Он был совестью нашей семьи. Всякий раз мы меряли себя по деду: а как бы он поступил, что бы он посоветовал?
В последние годы жизни четыре проблемы волновали его сильнее всего. Он говорил об этом постоянно и с близкими, и с друзьями, писал об этом статьи. Проблемы эти следующие: защита природы, охрана памятников архитектуры, забота о чистоте русского языка, борьба с пьянством. Чем дальше идут годы, тем больше убеждаюсь в прозорливости деда, умении его выхватить из тысячи серьезных проблем самые важные, самые первостепенные.
Он не был оратором. Всякий раз, когда предстояло выступать перед большой аудиторией, он почти заболевал от волнения. Но в кругу близких говорил хорошо, ярко и всегда был центром притяжения.
Время от времени дед ездил на родину, в Пензенскую область, он вел большую переписку со своими читателями и избирателями — письма и личные впечатления давали материал для раздумий.
Помню, с какой горечью он говорил о загрязнении Волги, как красочно рассказывал, сколько ценнейшей рыбы гибнет при массовом движении ее к местам нереста, как она не может проскочить через многочисленные плотины, построенные на реке. Много говорил он о наших лесах, которых все меньше становится в средней полосе.
Он хотел успеть передать нам то, что его тревожит, но не просто знакомил нас со своими думами, а пытался непременно «завербовать» в свой лагерь единомышленников. После длительных наших бесед о русской речи он всякий раз наставлял:
— Если услышишь, что кто-то говорит неправильно, обязательно поправь.
— Как же я буду поправлять? Еще обидятся.
— Чепуха! Это не причина, чтобы спускать людям невежество. Русский человек обязан знать свой родной язык.
Сам он не только писал свои острые статьи о русской речи, но и никому не спускал ошибок, всякий раз шумно протестовал, если коверкали язык. На радио боялись его телефонных звонков и знали по голосу. «Опять Гладков звонит. Значит, кто-то из дикторов поставил неправильное ударение или где-то «довлеет» проскочило», — говорили сотрудники.

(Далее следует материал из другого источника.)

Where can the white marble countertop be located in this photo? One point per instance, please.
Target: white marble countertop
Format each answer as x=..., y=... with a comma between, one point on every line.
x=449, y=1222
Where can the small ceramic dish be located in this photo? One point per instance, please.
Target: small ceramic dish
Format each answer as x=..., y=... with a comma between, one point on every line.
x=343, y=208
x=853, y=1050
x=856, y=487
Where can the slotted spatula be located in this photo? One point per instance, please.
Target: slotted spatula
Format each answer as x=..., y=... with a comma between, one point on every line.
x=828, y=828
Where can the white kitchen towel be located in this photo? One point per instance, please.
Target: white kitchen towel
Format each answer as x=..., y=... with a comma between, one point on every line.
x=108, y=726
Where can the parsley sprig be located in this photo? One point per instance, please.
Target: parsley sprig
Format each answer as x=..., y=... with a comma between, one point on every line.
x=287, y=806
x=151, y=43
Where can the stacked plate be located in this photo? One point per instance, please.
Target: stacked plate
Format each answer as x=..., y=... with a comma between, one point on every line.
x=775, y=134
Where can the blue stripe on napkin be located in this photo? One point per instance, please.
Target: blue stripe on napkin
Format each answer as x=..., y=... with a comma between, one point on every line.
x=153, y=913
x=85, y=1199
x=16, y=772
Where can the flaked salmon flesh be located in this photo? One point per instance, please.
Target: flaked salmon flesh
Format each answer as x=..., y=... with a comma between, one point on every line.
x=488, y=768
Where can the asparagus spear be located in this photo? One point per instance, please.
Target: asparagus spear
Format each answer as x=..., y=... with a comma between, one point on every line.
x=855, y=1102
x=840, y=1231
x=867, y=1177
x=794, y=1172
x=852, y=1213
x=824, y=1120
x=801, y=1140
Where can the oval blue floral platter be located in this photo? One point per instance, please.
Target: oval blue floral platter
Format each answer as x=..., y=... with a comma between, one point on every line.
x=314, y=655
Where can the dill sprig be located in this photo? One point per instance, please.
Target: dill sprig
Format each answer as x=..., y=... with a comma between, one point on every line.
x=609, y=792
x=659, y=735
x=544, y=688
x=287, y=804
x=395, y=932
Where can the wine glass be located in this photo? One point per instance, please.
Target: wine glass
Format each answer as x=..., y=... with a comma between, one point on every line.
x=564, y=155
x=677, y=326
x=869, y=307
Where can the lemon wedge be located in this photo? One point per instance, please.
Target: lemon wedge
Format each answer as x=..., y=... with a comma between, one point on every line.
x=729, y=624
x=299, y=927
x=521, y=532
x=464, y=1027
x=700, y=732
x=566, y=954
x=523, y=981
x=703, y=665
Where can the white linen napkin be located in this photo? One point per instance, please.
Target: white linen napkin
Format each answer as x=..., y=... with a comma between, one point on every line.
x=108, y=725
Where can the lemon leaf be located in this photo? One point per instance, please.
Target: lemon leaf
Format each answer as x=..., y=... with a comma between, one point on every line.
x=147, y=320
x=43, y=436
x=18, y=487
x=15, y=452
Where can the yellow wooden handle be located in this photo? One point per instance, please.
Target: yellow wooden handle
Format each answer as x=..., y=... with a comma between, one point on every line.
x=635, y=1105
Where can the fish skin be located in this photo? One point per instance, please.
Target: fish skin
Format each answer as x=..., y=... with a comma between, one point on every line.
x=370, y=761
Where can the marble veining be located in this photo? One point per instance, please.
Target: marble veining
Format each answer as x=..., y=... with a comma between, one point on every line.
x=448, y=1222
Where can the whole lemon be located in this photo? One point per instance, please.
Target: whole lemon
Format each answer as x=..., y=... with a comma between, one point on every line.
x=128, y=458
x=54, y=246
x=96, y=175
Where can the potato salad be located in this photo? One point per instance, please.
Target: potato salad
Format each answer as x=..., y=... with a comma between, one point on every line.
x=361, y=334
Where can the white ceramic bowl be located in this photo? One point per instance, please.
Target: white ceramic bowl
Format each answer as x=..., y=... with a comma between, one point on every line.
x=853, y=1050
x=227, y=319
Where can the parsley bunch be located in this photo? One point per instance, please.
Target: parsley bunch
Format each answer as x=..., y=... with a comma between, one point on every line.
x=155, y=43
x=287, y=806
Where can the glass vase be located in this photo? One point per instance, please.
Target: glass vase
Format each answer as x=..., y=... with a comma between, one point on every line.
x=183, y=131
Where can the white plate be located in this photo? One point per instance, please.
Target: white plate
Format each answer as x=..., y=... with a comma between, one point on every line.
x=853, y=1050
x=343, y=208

Живя в Москве с 20‑х годов, он хорошо помнил, каким был город раньше, и нередко рассказывал нам об этом. Иногда, чаще всего под вечер, мы гуляли с ним по московским переулкам. Дед брал палку, надевал шляпу или, если это было зимой, свою «профессорскую» меховую шапку, и мы отправлялись.

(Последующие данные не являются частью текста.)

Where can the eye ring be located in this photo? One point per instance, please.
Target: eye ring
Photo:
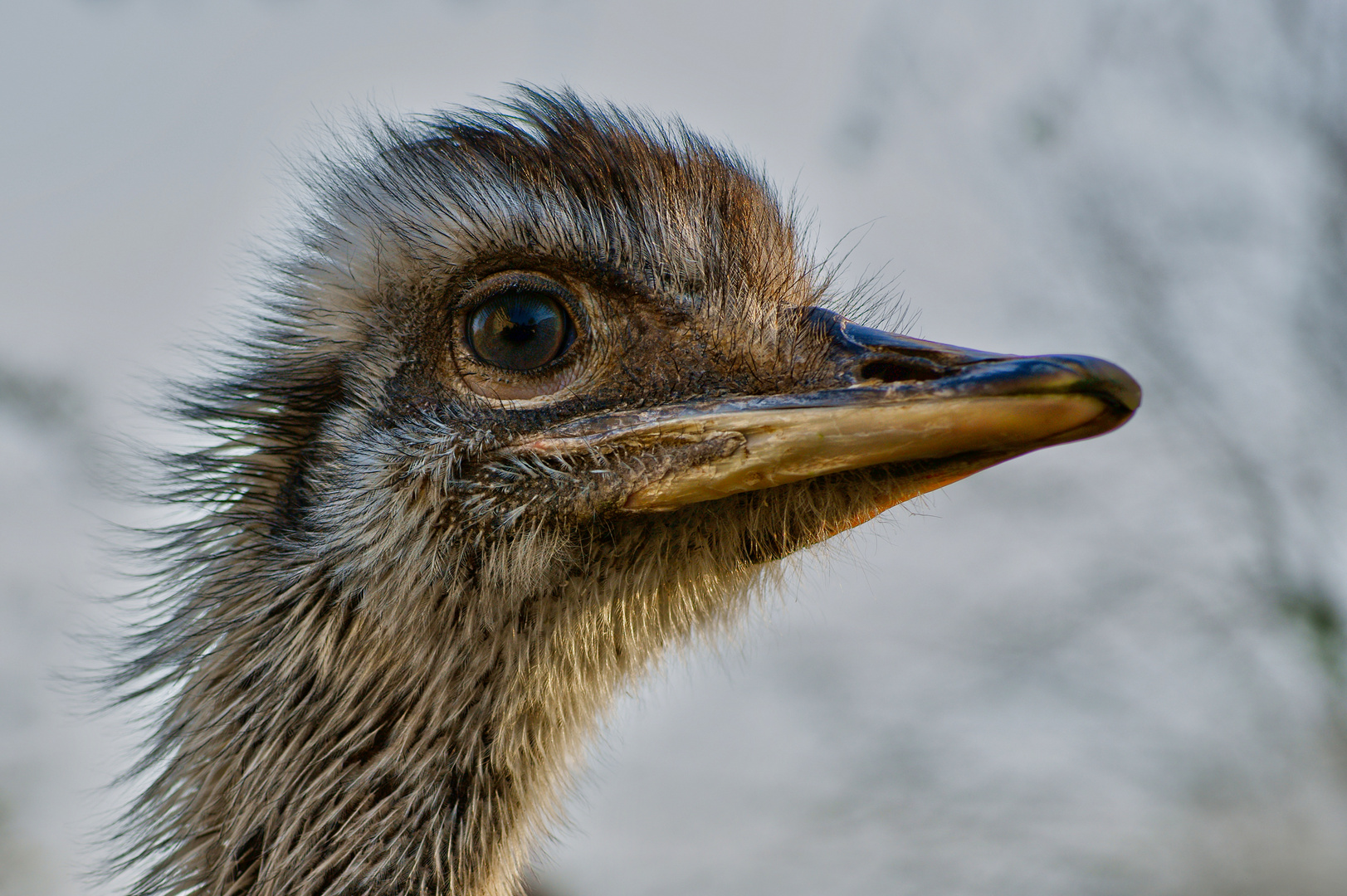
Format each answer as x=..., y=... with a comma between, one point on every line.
x=523, y=325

Гуляли мы не спеша, часто останавливались, и дед, опираясь на палку, рассказывал мне, чем знаменит этот особняк, к какому веку относится данная церковь и что за дом стоял на месте этого сквера. С болью и возмущением не раз вспоминал он о том, как был взорван храм Христа Спасителя.

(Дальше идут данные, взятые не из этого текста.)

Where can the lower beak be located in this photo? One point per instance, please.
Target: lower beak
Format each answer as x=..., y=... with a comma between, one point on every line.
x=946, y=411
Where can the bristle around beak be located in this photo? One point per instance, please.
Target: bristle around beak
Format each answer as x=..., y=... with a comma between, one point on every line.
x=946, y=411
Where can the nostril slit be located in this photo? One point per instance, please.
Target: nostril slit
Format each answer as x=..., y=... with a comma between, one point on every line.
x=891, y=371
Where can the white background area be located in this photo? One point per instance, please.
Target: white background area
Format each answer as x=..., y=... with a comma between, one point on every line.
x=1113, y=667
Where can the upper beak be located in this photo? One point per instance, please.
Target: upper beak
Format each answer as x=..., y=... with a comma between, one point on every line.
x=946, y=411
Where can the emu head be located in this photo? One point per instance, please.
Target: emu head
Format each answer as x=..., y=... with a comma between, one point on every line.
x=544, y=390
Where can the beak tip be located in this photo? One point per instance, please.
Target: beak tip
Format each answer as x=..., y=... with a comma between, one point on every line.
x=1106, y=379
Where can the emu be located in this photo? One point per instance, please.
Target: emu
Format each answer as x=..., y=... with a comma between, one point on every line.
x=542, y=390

У него есть статья, касающаяся архитектурных памятников. Это совсем небольшая заметка «Заброшенные особняки» (опубликована в «Литературной газете» 29 сентября 1953 года). В ней приводятся факты, каждый из которых вопиет. Восемь особняков — дома, связанные с именами Ник. Тургенева, Грановского, Станкевича, С. Аксакова, Мочалова, Чайковского, Ап. Григорьева, Фета, Левитана, В. Серова, Герцена, Лермонтова и других, — находятся в катастрофическом состоянии. Гладков бьет тревогу.
Таких фактов в запасе у деда было не восемь и не восемнадцать.
При внешней суровости он был человеком нежнейшей души. Внутренняя его незащищенность меня изумляла. Иногда он доверял мне, еще девочке, свою душу, как будто я была умудрена житейским опытом и могла помочь ему советом. Однажды, например, ему нужно было идти по серьезному делу в какое-то важное министерство.
— Уж и не знаю, как туда пойду, как буду с ними разговаривать. Боюсь...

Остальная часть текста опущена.